Vetch uses a tiered system for energy estimate confidence:

| Tier | Name | Uncertainty | Source |
|------|------|-------------|--------|
| 0 | **Measured** | ±10-20% | Direct GPU measurement (pynvml) |
| 1 | **Vendor-Published** | ±20-50% | Official provider data |
| 2 | **Validated** | ±50-100% | Crowdsourced aggregates |
| 3 | **Estimated** | order of magnitude | Parameter-based calculation |

Run `vetch methodology` to see full methodology documentation.

## Environment Variables

| Variable | Description |
|----------|-------------|
| `VETCH_DISABLED` | Set to `true` to completely disable Vetch (emergency kill switch) |
| `VETCH_REGION` | Default grid region (e.g., `us-east-1`, `eu-west-1`) |
| `VETCH_OUTPUT` | Output target: `stderr` (default), `none`, or file path |
| `ELECTRICITY_MAPS_API_KEY` | API key for live grid carbon intensity data |
| `VETCH_CACHE_MODE` | Set to `memory-only` for serverless/Lambda environments |

## Alpha Limitations

This is an alpha release. Please be aware of:

1. **Energy estimates are uncertain**: Most models use Tier 3 estimates (±10x uncertainty). See `vetch methodology` for details.

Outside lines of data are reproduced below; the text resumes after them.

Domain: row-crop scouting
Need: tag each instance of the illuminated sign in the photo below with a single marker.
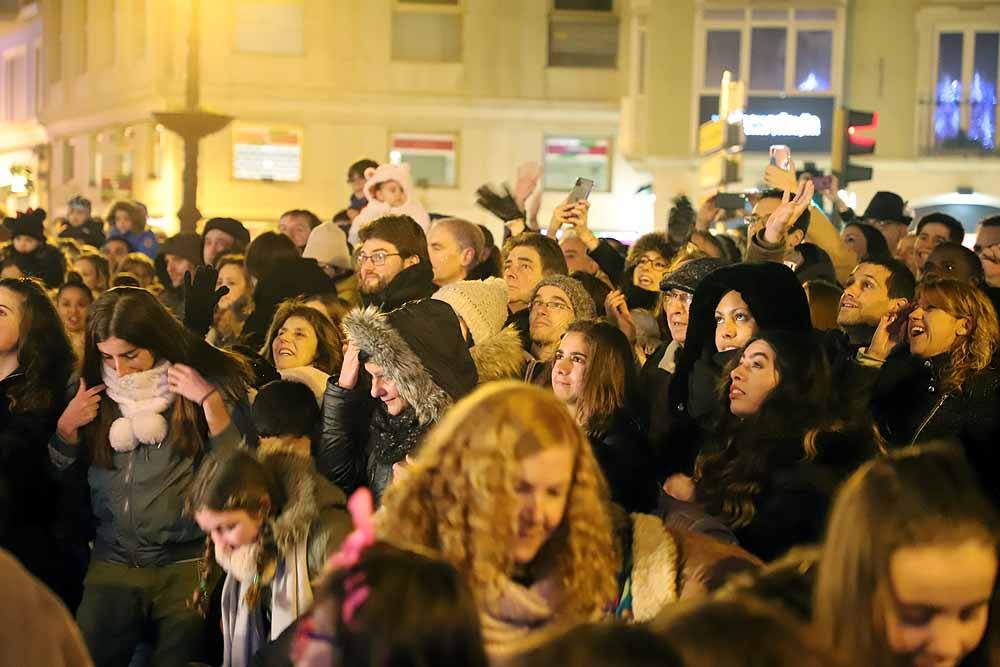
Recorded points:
(804, 124)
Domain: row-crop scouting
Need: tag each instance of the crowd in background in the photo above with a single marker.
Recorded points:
(392, 439)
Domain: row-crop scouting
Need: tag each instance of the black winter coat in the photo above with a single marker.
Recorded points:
(910, 407)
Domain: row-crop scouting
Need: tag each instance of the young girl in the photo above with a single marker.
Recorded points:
(389, 190)
(72, 301)
(908, 570)
(35, 364)
(271, 521)
(152, 399)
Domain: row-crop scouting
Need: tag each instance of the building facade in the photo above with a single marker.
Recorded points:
(465, 90)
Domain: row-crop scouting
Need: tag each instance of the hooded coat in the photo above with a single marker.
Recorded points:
(776, 301)
(421, 349)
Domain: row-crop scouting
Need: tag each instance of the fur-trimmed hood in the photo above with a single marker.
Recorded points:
(419, 347)
(499, 357)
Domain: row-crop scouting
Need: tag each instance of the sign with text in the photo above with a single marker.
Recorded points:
(804, 124)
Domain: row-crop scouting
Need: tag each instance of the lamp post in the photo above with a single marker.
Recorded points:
(191, 124)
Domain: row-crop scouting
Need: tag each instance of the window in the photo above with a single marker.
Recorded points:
(965, 90)
(780, 51)
(427, 31)
(567, 158)
(431, 158)
(583, 33)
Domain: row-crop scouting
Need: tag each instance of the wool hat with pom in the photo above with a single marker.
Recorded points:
(388, 172)
(327, 244)
(482, 305)
(583, 305)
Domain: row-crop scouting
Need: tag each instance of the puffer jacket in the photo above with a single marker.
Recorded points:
(138, 504)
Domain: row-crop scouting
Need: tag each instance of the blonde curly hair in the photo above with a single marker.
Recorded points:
(459, 497)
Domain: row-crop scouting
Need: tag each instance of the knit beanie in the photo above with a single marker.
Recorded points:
(28, 223)
(327, 244)
(230, 226)
(583, 305)
(482, 305)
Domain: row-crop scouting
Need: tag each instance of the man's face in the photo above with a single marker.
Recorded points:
(551, 314)
(378, 262)
(577, 259)
(522, 270)
(929, 237)
(865, 300)
(948, 262)
(450, 262)
(216, 243)
(296, 228)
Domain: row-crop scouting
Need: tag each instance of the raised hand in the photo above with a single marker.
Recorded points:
(80, 411)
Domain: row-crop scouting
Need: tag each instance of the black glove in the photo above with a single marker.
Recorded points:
(201, 298)
(501, 205)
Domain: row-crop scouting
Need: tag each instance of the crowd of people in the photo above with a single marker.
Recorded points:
(759, 437)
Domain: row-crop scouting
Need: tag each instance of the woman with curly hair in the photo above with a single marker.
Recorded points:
(36, 361)
(507, 490)
(782, 446)
(304, 346)
(946, 384)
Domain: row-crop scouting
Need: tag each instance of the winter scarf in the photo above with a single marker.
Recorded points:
(141, 397)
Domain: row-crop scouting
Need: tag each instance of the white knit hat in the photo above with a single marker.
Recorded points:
(327, 244)
(482, 305)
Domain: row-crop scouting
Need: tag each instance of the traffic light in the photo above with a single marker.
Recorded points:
(853, 134)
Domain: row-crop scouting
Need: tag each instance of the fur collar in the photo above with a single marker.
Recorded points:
(370, 330)
(499, 357)
(655, 568)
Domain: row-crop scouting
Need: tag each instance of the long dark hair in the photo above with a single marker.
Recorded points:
(133, 314)
(44, 353)
(800, 407)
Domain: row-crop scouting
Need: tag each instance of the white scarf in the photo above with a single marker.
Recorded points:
(291, 596)
(141, 397)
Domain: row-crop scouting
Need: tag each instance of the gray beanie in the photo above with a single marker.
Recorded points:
(583, 305)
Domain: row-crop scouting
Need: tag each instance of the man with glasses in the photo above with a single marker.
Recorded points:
(392, 264)
(557, 302)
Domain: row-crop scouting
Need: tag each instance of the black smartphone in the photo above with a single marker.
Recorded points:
(581, 189)
(731, 201)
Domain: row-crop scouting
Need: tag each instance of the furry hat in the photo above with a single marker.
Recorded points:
(419, 347)
(583, 305)
(27, 223)
(230, 226)
(482, 305)
(327, 244)
(388, 172)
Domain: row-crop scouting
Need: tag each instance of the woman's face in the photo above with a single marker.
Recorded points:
(569, 367)
(734, 323)
(542, 488)
(234, 278)
(855, 240)
(753, 379)
(229, 529)
(125, 358)
(88, 272)
(11, 312)
(72, 305)
(941, 596)
(649, 271)
(933, 330)
(295, 345)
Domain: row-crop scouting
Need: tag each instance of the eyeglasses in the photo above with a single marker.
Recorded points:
(680, 296)
(377, 258)
(657, 264)
(550, 305)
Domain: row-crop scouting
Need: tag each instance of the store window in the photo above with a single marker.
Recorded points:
(431, 158)
(583, 33)
(427, 31)
(567, 158)
(965, 90)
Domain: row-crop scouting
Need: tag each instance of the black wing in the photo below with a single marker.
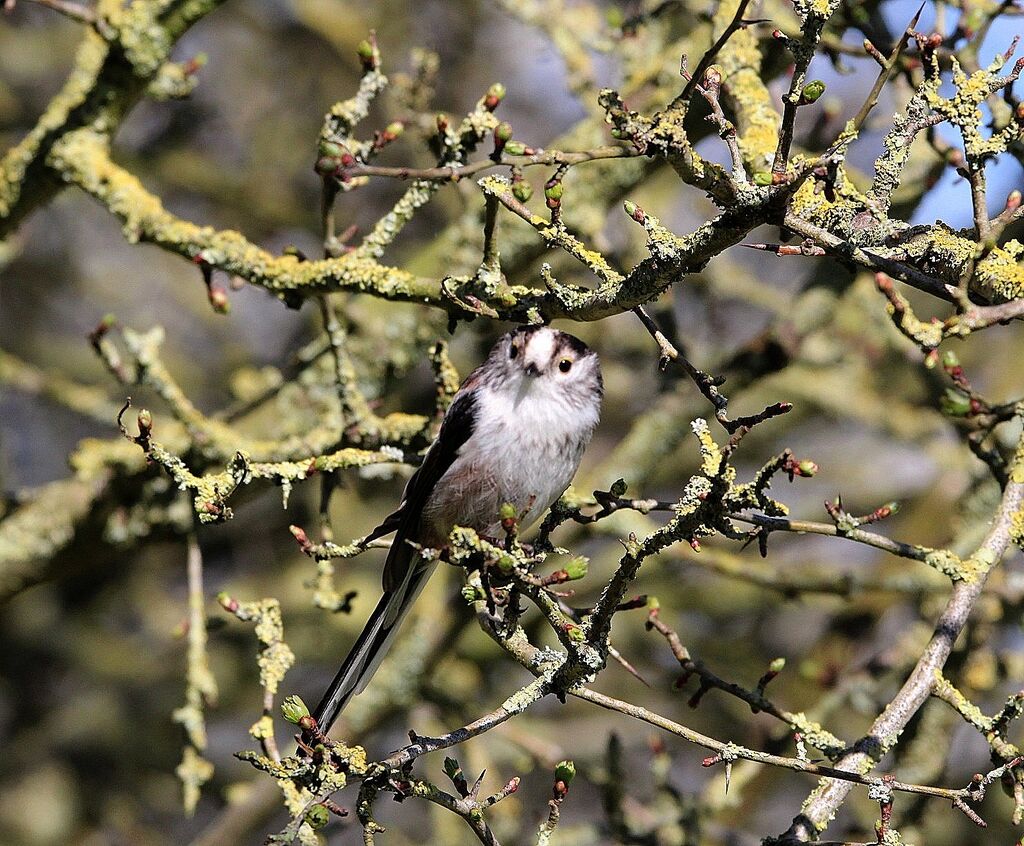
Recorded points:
(457, 427)
(402, 581)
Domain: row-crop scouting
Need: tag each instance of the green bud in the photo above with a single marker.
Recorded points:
(954, 403)
(471, 593)
(553, 191)
(317, 816)
(522, 189)
(814, 89)
(368, 55)
(577, 568)
(565, 771)
(293, 709)
(326, 165)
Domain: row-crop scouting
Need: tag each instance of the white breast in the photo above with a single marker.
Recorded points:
(524, 450)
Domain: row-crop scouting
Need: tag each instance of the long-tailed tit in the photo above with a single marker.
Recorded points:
(514, 433)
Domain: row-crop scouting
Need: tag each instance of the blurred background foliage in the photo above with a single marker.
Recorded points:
(92, 659)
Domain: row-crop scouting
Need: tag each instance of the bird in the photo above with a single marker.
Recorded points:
(515, 432)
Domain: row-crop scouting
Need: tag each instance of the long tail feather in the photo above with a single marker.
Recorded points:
(372, 645)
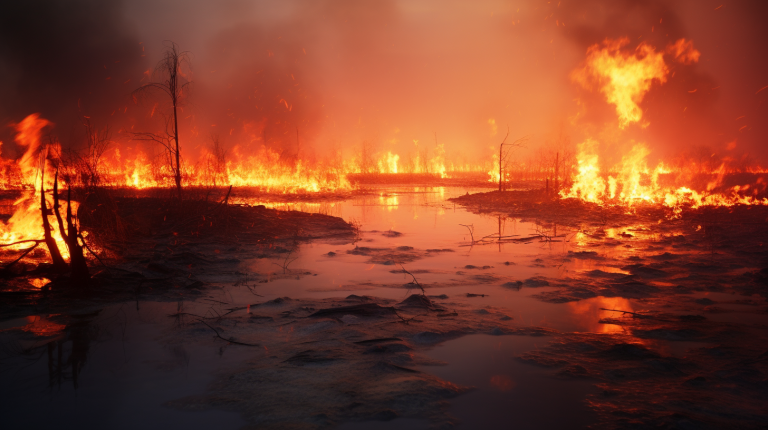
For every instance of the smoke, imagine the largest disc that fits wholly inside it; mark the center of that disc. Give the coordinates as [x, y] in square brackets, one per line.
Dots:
[310, 78]
[694, 110]
[65, 59]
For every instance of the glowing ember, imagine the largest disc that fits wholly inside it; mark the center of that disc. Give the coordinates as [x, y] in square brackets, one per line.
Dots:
[624, 77]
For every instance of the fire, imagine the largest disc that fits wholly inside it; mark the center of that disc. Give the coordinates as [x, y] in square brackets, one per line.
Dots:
[632, 182]
[26, 222]
[624, 77]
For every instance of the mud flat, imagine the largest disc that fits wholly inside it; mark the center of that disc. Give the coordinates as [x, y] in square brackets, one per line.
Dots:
[698, 283]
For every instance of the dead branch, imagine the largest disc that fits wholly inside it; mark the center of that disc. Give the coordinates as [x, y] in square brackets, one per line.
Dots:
[53, 249]
[634, 314]
[415, 281]
[21, 256]
[22, 241]
[225, 339]
[471, 228]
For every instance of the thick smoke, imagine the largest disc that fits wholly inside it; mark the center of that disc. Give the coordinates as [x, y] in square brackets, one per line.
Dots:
[65, 59]
[694, 112]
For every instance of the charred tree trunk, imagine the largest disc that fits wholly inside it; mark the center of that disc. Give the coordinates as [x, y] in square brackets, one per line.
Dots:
[77, 262]
[56, 212]
[557, 173]
[56, 258]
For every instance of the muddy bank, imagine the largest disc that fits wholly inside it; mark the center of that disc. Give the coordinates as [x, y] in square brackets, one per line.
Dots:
[161, 247]
[323, 362]
[690, 351]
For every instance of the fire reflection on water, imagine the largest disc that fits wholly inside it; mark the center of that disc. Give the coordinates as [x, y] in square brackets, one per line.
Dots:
[588, 313]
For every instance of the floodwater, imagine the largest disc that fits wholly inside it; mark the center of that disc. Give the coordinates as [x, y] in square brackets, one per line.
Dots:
[115, 369]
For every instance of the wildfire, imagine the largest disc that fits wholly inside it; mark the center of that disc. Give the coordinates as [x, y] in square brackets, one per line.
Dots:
[26, 221]
[624, 77]
[633, 182]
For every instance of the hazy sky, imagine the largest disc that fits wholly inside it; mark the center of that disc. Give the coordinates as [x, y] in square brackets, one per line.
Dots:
[392, 73]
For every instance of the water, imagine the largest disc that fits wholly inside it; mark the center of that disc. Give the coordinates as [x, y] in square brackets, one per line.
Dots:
[117, 371]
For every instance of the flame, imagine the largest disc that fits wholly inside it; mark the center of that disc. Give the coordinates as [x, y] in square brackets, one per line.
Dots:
[632, 182]
[26, 222]
[624, 77]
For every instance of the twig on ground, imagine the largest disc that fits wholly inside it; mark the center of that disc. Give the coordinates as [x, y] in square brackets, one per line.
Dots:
[22, 241]
[225, 339]
[22, 255]
[634, 314]
[471, 228]
[415, 281]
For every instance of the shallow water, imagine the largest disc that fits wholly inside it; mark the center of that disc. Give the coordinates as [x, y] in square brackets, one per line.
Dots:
[126, 373]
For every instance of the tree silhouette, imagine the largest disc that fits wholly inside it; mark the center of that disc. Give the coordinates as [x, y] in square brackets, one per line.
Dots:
[175, 85]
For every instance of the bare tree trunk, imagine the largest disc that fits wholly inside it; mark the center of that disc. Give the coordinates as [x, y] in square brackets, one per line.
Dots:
[56, 258]
[501, 176]
[557, 172]
[56, 212]
[174, 98]
[77, 262]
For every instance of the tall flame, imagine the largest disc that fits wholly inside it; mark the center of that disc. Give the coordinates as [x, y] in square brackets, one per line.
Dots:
[623, 76]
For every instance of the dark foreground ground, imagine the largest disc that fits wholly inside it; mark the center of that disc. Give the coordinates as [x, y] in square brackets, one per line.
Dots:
[666, 263]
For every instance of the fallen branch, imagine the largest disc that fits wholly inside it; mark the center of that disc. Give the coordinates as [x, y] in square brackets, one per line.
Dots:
[22, 241]
[225, 339]
[22, 255]
[423, 293]
[634, 314]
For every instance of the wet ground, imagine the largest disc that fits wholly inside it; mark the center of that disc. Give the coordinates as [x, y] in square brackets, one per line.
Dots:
[526, 323]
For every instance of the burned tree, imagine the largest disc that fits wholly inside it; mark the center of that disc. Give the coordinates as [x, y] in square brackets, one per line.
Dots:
[504, 154]
[50, 242]
[175, 85]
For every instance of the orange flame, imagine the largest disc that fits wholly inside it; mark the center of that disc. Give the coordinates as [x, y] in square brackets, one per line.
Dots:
[624, 77]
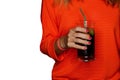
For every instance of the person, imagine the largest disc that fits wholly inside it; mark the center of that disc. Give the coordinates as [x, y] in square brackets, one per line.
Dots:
[62, 30]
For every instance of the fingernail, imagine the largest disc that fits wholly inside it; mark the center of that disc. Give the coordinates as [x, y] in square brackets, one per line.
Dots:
[85, 48]
[89, 43]
[87, 30]
[90, 38]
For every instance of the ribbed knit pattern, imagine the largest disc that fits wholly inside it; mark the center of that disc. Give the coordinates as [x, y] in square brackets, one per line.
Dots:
[58, 20]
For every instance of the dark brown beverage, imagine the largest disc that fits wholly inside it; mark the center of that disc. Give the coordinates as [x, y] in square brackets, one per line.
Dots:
[89, 54]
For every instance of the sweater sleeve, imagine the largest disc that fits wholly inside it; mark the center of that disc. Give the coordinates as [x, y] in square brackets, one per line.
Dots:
[50, 30]
[117, 36]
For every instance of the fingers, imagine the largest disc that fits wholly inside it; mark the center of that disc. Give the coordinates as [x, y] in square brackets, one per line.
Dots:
[78, 37]
[80, 29]
[73, 45]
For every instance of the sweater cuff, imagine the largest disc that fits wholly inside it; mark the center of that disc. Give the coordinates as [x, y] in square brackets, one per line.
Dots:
[52, 53]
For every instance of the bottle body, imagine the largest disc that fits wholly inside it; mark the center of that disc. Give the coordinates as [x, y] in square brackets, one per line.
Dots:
[89, 53]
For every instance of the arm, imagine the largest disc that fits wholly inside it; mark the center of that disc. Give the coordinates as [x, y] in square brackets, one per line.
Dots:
[50, 36]
[50, 31]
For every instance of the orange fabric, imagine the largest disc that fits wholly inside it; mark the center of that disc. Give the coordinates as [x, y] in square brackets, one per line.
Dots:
[56, 22]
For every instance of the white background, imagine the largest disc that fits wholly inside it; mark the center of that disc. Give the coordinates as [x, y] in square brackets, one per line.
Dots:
[20, 35]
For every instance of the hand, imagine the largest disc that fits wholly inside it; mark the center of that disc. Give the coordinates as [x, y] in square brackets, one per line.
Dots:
[77, 38]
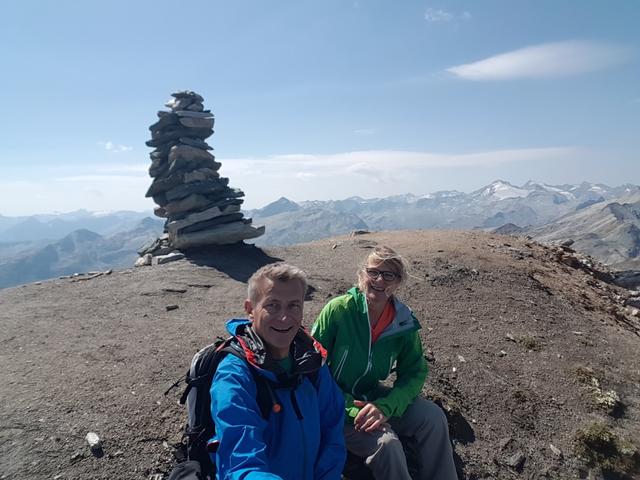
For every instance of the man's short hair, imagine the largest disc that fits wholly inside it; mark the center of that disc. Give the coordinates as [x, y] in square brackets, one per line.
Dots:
[282, 272]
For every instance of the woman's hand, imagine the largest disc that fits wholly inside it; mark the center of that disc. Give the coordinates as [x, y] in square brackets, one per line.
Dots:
[369, 418]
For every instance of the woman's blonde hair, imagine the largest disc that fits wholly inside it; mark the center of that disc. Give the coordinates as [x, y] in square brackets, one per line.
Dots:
[384, 254]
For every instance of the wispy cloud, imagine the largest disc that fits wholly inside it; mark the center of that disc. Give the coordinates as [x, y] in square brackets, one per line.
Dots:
[114, 147]
[365, 131]
[547, 60]
[382, 164]
[438, 15]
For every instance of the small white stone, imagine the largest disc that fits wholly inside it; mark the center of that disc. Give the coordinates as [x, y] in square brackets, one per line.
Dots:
[94, 441]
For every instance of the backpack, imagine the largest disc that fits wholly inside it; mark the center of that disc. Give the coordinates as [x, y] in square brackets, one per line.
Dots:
[195, 461]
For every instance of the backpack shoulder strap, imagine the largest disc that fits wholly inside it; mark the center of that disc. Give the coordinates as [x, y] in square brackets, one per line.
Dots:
[265, 396]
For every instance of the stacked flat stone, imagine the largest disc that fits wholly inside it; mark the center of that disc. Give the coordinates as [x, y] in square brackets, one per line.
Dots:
[200, 207]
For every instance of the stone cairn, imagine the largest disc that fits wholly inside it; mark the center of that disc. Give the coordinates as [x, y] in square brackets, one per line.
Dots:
[200, 208]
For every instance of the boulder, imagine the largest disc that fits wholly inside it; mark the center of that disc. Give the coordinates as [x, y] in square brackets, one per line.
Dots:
[194, 122]
[187, 189]
[194, 218]
[172, 257]
[192, 202]
[188, 113]
[209, 224]
[160, 137]
[195, 142]
[222, 235]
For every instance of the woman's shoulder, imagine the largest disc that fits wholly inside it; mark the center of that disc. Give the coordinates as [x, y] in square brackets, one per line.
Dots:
[341, 302]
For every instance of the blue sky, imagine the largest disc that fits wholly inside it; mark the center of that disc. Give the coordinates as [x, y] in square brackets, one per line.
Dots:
[318, 100]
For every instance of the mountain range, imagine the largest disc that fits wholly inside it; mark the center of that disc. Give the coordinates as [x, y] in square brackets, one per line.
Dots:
[603, 221]
[527, 208]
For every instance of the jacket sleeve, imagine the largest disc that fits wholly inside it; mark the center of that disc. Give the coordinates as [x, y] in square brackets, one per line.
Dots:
[332, 454]
[324, 330]
[239, 424]
[411, 372]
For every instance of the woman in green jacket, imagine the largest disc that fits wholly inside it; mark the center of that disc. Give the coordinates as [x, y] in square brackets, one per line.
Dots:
[368, 333]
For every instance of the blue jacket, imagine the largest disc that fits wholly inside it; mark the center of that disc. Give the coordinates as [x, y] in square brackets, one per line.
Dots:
[308, 446]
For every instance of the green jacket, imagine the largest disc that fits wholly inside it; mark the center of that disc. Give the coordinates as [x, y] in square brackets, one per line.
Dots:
[358, 367]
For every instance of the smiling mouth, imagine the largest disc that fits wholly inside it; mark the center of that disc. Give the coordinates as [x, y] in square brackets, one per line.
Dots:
[281, 330]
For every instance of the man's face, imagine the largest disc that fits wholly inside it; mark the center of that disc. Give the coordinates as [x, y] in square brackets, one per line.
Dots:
[277, 314]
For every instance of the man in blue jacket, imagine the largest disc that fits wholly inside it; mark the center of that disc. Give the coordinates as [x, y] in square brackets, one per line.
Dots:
[302, 437]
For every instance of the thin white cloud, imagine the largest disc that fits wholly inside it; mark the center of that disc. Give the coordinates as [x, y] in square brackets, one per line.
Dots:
[114, 147]
[547, 60]
[438, 15]
[131, 168]
[100, 178]
[434, 15]
[382, 163]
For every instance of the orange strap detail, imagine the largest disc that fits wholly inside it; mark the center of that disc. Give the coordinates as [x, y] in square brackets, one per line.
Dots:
[384, 321]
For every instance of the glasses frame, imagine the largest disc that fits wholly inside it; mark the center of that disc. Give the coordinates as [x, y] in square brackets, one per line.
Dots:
[387, 275]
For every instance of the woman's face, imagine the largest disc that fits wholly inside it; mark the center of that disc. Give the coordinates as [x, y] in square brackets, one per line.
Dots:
[379, 281]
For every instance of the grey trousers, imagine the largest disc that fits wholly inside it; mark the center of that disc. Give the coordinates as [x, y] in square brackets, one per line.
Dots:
[425, 423]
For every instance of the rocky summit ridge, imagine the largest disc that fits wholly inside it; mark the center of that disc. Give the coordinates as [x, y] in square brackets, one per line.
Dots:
[533, 355]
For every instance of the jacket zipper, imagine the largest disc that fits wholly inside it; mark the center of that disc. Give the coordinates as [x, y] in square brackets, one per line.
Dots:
[366, 370]
[341, 363]
[296, 408]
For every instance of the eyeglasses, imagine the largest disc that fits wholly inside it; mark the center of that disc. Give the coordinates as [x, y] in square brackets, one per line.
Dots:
[387, 276]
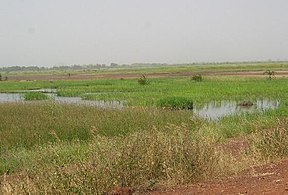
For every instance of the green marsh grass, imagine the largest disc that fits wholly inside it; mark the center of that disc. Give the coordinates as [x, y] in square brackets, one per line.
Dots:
[53, 148]
[28, 96]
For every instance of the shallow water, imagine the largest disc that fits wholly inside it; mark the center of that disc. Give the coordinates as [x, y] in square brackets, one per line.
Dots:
[215, 110]
[16, 97]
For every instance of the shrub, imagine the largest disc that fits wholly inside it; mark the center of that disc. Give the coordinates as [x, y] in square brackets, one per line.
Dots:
[35, 96]
[176, 103]
[197, 77]
[143, 80]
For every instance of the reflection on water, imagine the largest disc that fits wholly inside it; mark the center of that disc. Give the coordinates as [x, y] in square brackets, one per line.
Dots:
[212, 110]
[10, 97]
[215, 110]
[16, 97]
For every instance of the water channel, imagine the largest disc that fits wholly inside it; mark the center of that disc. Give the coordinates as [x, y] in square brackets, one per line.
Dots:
[213, 110]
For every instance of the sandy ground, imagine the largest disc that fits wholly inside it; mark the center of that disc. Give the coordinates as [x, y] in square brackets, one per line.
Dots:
[267, 179]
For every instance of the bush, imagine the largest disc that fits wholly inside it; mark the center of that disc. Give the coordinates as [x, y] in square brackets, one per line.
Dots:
[197, 77]
[143, 80]
[176, 103]
[35, 96]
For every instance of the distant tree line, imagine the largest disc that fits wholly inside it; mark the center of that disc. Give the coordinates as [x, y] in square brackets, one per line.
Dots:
[114, 65]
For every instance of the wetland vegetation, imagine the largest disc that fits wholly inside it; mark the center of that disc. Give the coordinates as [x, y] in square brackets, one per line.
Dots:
[49, 147]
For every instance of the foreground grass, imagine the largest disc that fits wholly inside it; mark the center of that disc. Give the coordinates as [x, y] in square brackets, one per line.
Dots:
[76, 149]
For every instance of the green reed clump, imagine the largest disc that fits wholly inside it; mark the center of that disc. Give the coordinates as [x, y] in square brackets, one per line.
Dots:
[39, 123]
[35, 96]
[272, 143]
[143, 80]
[197, 78]
[176, 103]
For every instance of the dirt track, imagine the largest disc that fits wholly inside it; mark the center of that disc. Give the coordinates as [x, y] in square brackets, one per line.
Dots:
[267, 179]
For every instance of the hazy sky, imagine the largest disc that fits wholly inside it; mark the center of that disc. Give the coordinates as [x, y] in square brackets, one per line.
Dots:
[66, 32]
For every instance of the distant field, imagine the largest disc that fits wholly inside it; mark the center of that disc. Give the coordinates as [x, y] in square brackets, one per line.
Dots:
[155, 139]
[168, 70]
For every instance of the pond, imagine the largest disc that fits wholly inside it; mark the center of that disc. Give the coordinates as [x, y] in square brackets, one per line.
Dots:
[214, 110]
[16, 97]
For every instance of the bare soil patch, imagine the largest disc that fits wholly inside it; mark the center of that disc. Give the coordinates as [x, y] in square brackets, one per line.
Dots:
[266, 179]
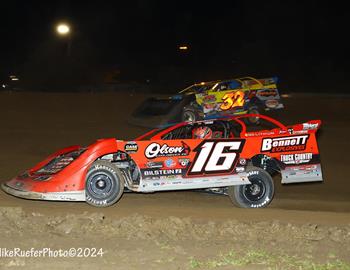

2. **Region inference is approximate**: Without explicit `VETCH_REGION`, timezone-based inference is ~30% accurate. Set the region explicitly for accurate carbon calculations.

3. **Experimental modules**: `vetch.calibrate`, `vetch.storage`, and `vetch.ci` emit `FutureWarning` and may change in future versions.

4. **Provider support**: Currently supports OpenAI, Anthropic, and Vertex AI. Other providers coming soon.

## Troubleshooting

**Vetch is blocking my LLM calls:**
```bash
export VETCH_DISABLED=true  # Emergency kill switch
```

**Too much output:**
```bash
export VETCH_OUTPUT=none  # Silence all output
```

**Need to debug:**
```python
import logging
logging.getLogger("vetch").setLevel(logging.DEBUG)
```

## License

Apache License 2.0. See `LICENSE` and `NOTICE` for details.